T.Kataoka,T.Iwama,H.Kinoshita,T.Iwamura,S.Watanabe: "Chalcogenide-TiCl_4-mediated Reactions of S-Ethyl Thioacrylate with Aldehydes"J.Organomet.Chem.. 611. 455-462 (2000)

T.Kataoka,T.Iwama,H.Kinoshita,T.Iwamura,S.Watanabe：“硫族化合物-TiCl_4介导的S-硫代丙烯酸乙酯与醛的反应”J.Organomet.Chem.. 611. 455-462 (2000)

T. Kataoka, S. Kinoshita, H. Kinoshita, M. Fujita, T. Iwamura, S. Watanabe: "Selfassisted Tandem Michael-aldol Reactions Mechanism of α,β-Unsaturated Ketones with Aldehydes"Chem. Commun.. 1958-1959 (2001)

T. Kataoka、S. Kinoshita、H. Kinoshita、M. Fujita、T. Iwamura、S. Watanabe：“α,β-不饱和酮与醛的自辅助串联迈克尔-醛醇反应机制”化学。 1958-1959 (2001)
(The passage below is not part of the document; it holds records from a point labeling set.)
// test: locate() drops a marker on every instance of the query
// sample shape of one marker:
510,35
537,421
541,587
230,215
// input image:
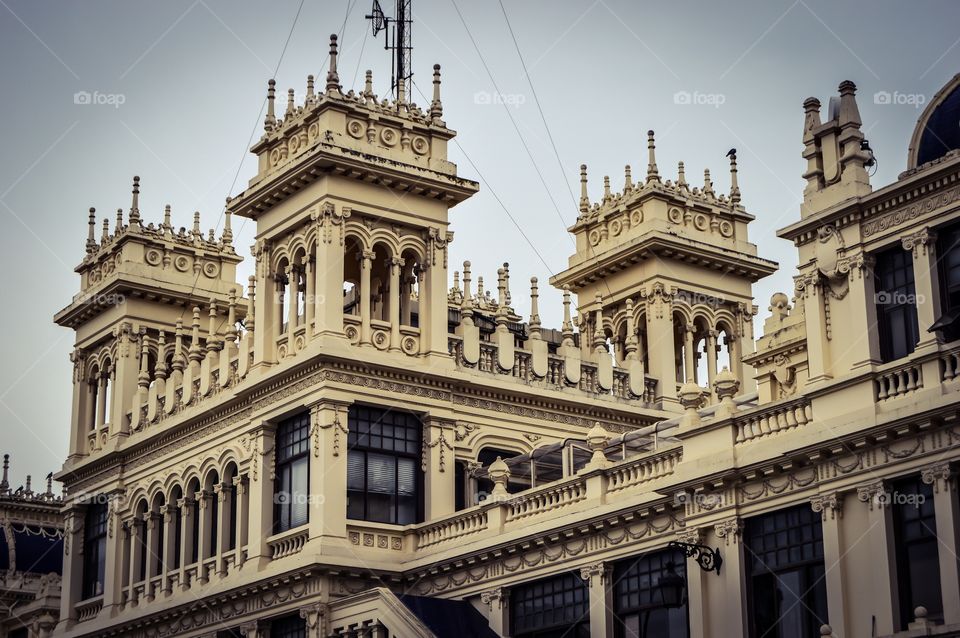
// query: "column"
293,310
222,492
440,479
205,522
923,244
365,264
102,399
328,471
186,538
734,579
134,533
711,342
498,610
948,534
689,363
309,303
395,295
883,564
169,550
598,578
71,583
830,508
T. Iwamura, M. Fujita, T. Kawakita, S. Kinoshita, S. Watanabe, T. Kataoka: "Dimethyl Sulfide-boron tribromide-mediated Reactions of α,β-Unsaturated Ketones with Aldehydes : One-pot Synthesis of Baylis-Hillman Adducts and α-Halomethyl Enones"Tetrahedron. 5

T. Iwamura、M. Fujita、T. Kawakita、S. Kinoshita、S. Watanabe、T. Kataoka：“二甲基硫醚-三溴化硼介导的 α,β-不饱和酮与醛的反应：Baylis-的一锅合成Hillman 加合物和 α-卤甲基烯酮"四面体。5

T.Kataoka, H.Kinoshita, S.Kinoshita, T.Iwamura, S.Watanabe: "A Convenient Synthesis of α-Halomethylene Aldols or β-Halo-α-(hydroxyalkyl)-acrylates Using the Chalcogeno-Baylis-Hillman Reaction"Angew.Chem.Int.Ed.. 39. 2358-2360 (2000)

T.Kataoka、H.Kinoshita、S.Kinoshita、T.Iwamura、S.Watanabe：“利用 Chalcogeno-Baylis-Hillman 反应方便合成 α-卤代亚甲基醛醇或 β-卤代-α-(羟烷基)-丙烯酸酯” Angew.Chem.Int.Ed. 39. 2358-2360 (2000)

T.Kataoka,H.Kinoshita,T.Iwamura,S.Watanabe,G.Tanabe: "Reexamination of Products and the Reaction Mechanism of the Chalcogeno-Baylis-Hillman Reaction"Tetrahedron. 56. 4725-4731 (2000)

T.Kataoka，H.Kinoshita，T.Iwamura，S.Watanabe，G.Tanabe：“硫族-Baylis-Hillman反应的产物和反应机理的重新检验”四面体。